Malaysia urged to develop revenue strategy to boost low taxes — IMF

KUALA LUMPUR, June 2 — Developing a medium-term revenue strategy remains an urgent priority for Malaysia as the country’s tax revenues are the lowest among the Asean-5 and Organisation for Economic Co-operation and Development (OECD) peers and have been declining, said the International Monetary Fund (IMF).

As of 2021, Malaysia’s tax revenues stood at about 11 per cent of gross domestic product.

The IMF said the 2023 Budget committed to improving revenue collection by minimising leakages and enhancing tax compliance, guided by the adoption of an MTRS, but it lacks specific medium-term revenue-enhancing measures and a timeline for the medium-term revenue strategy.

“With no plans to reinstate the goods and services tax (GST) this year, the preparatory work for its reintroduction should be promptly initiated to lay the ground for effectively activating this indispensable source of revenue, consistent with staff’s call for enacting high-quality and durable measures,” the IMF said in its Malaysia: 2023 Article IV Consultation-Press Release and Staff Report, released on June 1.

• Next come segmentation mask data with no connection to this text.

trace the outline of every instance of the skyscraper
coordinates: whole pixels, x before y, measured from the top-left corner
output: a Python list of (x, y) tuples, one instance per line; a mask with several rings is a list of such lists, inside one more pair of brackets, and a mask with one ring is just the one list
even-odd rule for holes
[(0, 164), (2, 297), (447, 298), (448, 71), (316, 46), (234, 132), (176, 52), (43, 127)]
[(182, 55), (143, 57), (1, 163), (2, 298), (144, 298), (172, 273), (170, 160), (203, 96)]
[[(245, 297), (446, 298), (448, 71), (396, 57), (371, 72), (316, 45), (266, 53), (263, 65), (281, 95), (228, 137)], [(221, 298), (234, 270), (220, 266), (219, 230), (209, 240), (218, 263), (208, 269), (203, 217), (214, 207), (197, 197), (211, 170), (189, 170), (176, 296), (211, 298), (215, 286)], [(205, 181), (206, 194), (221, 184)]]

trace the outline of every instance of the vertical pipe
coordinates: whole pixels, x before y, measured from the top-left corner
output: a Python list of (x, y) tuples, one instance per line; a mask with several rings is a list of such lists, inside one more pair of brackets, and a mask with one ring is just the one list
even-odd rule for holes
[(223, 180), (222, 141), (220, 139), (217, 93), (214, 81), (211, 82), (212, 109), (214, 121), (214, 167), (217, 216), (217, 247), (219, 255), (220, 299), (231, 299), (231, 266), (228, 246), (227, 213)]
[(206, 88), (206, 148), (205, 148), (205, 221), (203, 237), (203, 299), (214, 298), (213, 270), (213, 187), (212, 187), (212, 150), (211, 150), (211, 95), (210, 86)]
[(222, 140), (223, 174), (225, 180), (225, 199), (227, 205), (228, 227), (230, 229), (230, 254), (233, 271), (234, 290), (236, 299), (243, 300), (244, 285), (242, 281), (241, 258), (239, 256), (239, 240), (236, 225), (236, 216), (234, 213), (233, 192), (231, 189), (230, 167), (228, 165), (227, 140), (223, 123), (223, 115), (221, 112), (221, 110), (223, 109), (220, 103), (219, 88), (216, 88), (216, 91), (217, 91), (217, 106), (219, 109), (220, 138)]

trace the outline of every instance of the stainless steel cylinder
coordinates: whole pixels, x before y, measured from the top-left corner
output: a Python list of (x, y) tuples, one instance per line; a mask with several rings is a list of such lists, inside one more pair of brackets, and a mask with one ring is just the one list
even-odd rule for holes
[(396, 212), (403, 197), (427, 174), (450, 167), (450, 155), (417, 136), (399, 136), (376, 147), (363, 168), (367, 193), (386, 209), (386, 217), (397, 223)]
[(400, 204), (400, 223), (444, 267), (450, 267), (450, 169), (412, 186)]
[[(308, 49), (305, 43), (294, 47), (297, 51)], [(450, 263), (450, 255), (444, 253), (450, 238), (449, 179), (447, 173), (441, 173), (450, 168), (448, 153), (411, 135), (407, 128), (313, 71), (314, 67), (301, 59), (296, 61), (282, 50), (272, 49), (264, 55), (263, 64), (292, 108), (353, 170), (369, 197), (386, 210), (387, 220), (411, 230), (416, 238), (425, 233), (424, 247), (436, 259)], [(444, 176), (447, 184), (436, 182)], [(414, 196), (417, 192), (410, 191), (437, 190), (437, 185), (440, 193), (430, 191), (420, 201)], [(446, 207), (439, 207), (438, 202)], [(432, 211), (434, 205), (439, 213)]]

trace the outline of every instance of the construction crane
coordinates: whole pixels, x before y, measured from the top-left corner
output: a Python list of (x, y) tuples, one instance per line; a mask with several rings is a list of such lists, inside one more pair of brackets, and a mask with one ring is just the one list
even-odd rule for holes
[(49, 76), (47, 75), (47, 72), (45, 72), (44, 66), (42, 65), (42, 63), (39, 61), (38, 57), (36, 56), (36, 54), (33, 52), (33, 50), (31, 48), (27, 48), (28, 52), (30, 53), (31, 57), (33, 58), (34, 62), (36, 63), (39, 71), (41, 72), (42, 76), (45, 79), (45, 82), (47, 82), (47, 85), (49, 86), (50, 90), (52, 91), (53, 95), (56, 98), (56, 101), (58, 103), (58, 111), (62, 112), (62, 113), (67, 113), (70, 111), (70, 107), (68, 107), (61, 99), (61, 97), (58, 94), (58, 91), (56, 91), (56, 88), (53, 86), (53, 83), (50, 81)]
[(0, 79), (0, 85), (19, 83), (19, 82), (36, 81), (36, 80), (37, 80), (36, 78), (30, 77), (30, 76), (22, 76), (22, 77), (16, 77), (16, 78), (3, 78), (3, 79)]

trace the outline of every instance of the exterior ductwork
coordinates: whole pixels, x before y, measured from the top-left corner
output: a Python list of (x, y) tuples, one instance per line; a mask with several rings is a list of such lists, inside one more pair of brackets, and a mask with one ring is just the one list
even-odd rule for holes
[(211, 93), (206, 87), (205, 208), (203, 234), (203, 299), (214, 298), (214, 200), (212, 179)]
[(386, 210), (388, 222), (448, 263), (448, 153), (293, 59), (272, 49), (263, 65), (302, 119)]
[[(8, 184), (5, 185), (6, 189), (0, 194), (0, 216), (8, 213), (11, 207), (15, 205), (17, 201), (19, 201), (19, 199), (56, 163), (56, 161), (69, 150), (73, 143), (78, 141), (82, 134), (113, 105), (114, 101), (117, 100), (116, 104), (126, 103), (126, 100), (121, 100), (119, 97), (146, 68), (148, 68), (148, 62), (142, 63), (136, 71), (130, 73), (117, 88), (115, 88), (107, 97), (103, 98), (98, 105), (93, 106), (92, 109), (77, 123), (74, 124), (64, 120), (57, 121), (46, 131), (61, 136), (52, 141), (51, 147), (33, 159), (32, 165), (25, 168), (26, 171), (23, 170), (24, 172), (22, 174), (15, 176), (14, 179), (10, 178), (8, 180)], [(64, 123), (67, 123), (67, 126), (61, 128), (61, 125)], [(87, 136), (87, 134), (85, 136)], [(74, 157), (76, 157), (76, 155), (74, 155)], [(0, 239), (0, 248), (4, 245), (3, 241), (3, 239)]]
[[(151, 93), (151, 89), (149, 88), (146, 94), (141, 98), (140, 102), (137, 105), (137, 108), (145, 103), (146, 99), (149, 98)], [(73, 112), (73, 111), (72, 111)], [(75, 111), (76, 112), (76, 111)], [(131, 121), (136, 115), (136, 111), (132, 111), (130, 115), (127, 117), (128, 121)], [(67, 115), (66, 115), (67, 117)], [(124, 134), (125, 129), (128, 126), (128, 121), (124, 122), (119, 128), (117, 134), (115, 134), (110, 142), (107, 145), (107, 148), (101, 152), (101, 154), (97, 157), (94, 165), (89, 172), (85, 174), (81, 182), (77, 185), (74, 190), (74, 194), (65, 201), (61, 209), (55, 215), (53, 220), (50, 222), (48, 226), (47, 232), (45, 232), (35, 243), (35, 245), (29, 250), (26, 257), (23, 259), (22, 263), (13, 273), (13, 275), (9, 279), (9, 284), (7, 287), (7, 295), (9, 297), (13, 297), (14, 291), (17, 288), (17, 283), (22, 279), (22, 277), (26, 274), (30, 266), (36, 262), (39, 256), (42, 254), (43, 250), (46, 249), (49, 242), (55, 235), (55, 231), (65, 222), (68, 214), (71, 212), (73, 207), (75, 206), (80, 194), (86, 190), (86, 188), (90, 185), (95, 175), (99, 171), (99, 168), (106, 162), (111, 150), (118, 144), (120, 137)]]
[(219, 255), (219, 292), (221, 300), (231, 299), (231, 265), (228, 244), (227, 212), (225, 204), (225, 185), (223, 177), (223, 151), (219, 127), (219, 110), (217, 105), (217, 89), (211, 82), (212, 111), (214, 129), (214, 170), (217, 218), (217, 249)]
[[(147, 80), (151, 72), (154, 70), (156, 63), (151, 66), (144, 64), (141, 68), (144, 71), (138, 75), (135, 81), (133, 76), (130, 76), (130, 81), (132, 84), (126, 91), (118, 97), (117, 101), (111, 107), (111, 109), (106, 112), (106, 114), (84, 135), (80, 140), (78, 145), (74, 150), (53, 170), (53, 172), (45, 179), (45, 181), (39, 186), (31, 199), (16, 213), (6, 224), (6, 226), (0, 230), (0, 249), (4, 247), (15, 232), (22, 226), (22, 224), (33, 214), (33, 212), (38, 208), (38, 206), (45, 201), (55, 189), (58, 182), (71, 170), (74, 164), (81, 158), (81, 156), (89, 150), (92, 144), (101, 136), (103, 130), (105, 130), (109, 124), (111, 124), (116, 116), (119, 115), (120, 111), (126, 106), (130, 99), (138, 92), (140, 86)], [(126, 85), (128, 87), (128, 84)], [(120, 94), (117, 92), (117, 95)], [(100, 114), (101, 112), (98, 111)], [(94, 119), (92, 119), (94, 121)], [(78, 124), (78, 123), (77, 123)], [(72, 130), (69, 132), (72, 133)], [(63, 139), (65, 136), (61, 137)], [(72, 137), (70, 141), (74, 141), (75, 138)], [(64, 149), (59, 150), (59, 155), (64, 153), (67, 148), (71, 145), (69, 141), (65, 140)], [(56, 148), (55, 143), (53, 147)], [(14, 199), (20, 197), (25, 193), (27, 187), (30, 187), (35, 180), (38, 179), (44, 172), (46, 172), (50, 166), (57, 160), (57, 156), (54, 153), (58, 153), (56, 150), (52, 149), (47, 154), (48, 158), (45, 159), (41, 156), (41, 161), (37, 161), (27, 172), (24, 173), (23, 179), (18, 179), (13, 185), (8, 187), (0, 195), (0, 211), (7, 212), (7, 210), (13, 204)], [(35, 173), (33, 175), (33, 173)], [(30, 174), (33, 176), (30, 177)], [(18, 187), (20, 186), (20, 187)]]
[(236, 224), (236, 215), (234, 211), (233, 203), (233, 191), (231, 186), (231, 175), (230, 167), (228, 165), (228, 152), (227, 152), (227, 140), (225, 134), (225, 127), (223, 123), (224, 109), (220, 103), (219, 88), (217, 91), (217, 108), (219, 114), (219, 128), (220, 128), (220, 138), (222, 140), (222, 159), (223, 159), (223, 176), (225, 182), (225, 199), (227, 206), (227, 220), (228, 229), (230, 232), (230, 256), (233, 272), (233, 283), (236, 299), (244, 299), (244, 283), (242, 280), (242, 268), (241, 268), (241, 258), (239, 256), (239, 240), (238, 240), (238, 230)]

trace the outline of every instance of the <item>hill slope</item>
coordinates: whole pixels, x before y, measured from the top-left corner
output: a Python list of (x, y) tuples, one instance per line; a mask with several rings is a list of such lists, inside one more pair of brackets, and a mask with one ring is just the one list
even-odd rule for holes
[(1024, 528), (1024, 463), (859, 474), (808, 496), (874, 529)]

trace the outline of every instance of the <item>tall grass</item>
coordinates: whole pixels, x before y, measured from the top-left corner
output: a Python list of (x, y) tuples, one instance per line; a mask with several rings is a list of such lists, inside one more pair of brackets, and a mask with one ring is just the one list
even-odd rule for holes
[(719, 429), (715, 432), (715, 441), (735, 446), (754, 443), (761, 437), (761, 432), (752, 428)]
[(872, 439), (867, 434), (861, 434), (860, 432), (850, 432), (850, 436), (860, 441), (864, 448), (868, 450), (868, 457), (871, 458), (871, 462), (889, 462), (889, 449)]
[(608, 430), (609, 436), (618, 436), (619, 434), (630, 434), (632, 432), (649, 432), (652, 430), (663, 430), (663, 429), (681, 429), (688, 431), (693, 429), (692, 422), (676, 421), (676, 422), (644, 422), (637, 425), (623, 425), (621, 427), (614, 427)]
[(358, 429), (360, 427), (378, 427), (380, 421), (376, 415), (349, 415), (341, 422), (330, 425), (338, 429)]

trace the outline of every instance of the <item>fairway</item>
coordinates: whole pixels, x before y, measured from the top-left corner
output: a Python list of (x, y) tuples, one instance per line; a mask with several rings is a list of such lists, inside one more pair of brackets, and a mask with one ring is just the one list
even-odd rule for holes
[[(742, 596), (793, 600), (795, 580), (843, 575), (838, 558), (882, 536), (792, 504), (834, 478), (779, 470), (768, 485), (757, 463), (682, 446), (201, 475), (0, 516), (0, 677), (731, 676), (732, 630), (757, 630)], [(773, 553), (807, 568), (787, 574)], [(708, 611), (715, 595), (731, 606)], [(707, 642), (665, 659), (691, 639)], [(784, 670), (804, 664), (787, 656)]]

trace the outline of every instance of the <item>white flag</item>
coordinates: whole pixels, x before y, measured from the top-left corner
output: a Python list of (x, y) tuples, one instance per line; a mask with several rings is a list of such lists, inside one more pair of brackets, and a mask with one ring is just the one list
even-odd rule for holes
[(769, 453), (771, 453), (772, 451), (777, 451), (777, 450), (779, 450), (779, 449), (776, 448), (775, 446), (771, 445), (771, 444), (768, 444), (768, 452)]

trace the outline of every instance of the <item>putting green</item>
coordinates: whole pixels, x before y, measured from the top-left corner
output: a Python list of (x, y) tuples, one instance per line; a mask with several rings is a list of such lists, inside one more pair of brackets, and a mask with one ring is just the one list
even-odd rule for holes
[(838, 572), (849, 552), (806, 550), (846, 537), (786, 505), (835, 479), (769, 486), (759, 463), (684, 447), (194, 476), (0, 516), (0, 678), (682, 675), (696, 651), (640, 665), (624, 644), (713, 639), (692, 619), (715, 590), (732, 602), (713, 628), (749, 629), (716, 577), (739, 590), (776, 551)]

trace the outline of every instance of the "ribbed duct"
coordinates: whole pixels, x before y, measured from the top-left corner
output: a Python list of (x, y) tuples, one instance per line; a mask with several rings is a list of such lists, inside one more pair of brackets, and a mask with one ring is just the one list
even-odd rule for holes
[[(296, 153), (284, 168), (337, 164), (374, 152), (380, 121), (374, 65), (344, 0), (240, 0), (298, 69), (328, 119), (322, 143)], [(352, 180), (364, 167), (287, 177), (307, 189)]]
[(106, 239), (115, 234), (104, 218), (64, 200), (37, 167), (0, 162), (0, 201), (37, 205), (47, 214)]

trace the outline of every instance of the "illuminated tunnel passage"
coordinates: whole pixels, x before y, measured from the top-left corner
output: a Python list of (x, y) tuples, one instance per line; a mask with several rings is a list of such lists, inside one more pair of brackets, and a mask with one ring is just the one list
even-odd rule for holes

IMF staff team prepared the report following discussions with Malaysian officials on economic developments and policies that ended on March 20, 2023. The staff report was completed on April 19, 2023.

The staff report also added that the government should consider the introduction of a carbon tax, which could generate an estimated 1.0 to 3.0 per cent of GDP per year in fiscal revenues by 2030.

It added the government should consider the introduction of a carbon tax, which could generate an estimated 1.0 to 3.0 per cent of GDP per year in fiscal revenues by 2030.

“Staff urged the authorities to prioritise the development of a medium-term revenue strategy including the necessary quantitative underlying work in determining gaps and identifying goals, in light of Malaysia’s significant spending needs under the 12th Malaysia Plan and its ambition to achieve high-income status.

“In that respect, the authorities’ request for technical assistance from the Fund on the medium-term revenue strategy is a very encouraging first step and bodes well with capacity development-surveillance integration,” the IMF said.

Meanwhile, it said Malaysia’s monetary policy should be tightened further to bring the stance to neutral, and Bank Negara Malaysia should clearly communicate the rationale for its policy decisions amid high uncertainty.

The still-elevated core inflation, amid a positive output gap, and evidence of a build-up in demand-side pressures, suggest the need for monetary policy to shift to a neutral stance now to keep inflation contained and expectations anchored.

“Staff estimates of the neutral real rate suggest the monetary policy currently remains accommodative. Staff analysis suggests the short-term output costs of monetary policy tightening such as the sacrifice ratio are low in Malaysia, due in part to the high openness of the economy.

“Staff analysis also suggests that monetary policy transmission could be weakened and further delayed (longer lags) in the environment of high inflation, thus requiring early action,” the IMF said, which also noted the exchange rate should continue to serve as a shock absorber.

It said forex intervention (FXI) is not a substitute for needed policy adjustment and should not be used to lean against exchange rate pressures that are driven by fundamentals.

“That said, there is a role for FXI as needed to address disorderly market conditions and to respond to large and relevant shocks when well-identified and costly frictions are present,” the Fund said.